Johnson, of Clifton, was one of the 150-plus people who displayed their vehicles this past weekend in the 34th annual show of the Veteran Motor Club of America Colorado West Chapter.
This year’s featured class was Volkswagens made between 1949 and 1979. Johnson brought his 1967 orange Volkswagen bug truck that he built from scratch. In addition to the flames he painted on the front, the homemade truck also had a spoiler, an air horn and canons that made the small truck sound like a race car when Johnson started it.
“It’s nowhere near complete,” he said.
To be fair, men weren’t the only car enthusiasts at Sunday’s show at Lincoln Park.
Carol McNay of Fruita and her husband, Butch, brought their 1973 pearl white Super Beetle with no backseat to the car show.
The Beetle, also referred to as a Bug, didn’t have a back seat because the McNays removed it to make room for a stereo system, which the couple said only plays music by the rock band AC/DC.
“People don’t think you’ve got guts in a car like this until you take it on the road,” Carol McNay said.
The way she sees it, she deserves the attention. She sacrificed six months of her marriage while Butch restored the car.
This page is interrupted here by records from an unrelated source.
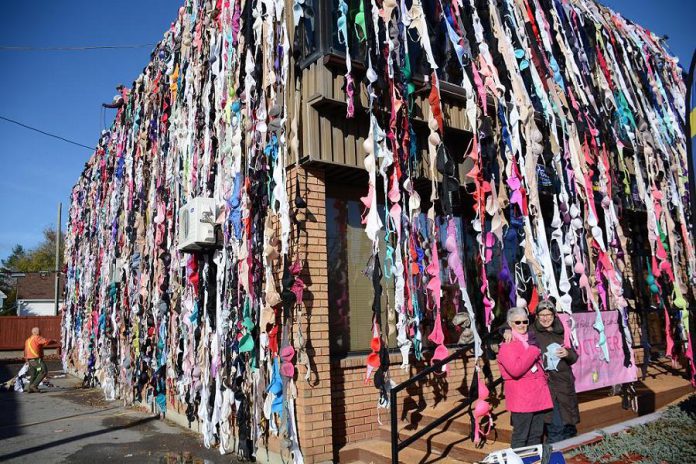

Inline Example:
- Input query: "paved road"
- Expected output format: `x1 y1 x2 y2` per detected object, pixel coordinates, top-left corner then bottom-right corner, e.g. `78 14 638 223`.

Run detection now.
0 363 243 464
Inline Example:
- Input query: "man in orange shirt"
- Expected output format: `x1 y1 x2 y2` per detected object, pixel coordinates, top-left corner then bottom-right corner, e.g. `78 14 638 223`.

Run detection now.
24 327 55 393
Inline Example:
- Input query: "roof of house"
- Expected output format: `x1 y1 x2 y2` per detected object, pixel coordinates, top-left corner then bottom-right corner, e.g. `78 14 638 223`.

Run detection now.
16 271 65 300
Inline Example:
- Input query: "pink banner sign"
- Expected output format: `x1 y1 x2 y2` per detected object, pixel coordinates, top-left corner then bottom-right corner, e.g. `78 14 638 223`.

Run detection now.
559 311 637 392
“My husband spent more time with her than me,” McNay said, pointing to the car she has named Christine.
McNay also sacrificed part of her home last year when her husband turned the couple’s three-bedroom, two-car garage home into a home with two bedrooms and a three-car garage.
“She has her own room,” Butch McNay said about the car.
One three-car garage wouldn’t cut it at Charlie Morfin’s Grand Junction home because Morfin owns eight cars. One of his cars, a red 1977 Super Beetle convertible, was on display Sunday.
He bought a 20-by-14 foot garage for his convertible. His other seven cars share space in his three other garages.
Proceeds from the weekend car show will go to Catholic Outreach and CASA of Mesa County, which screens and trains volunteers to speak in court on behalf of abused or neglected children abandoned by their families.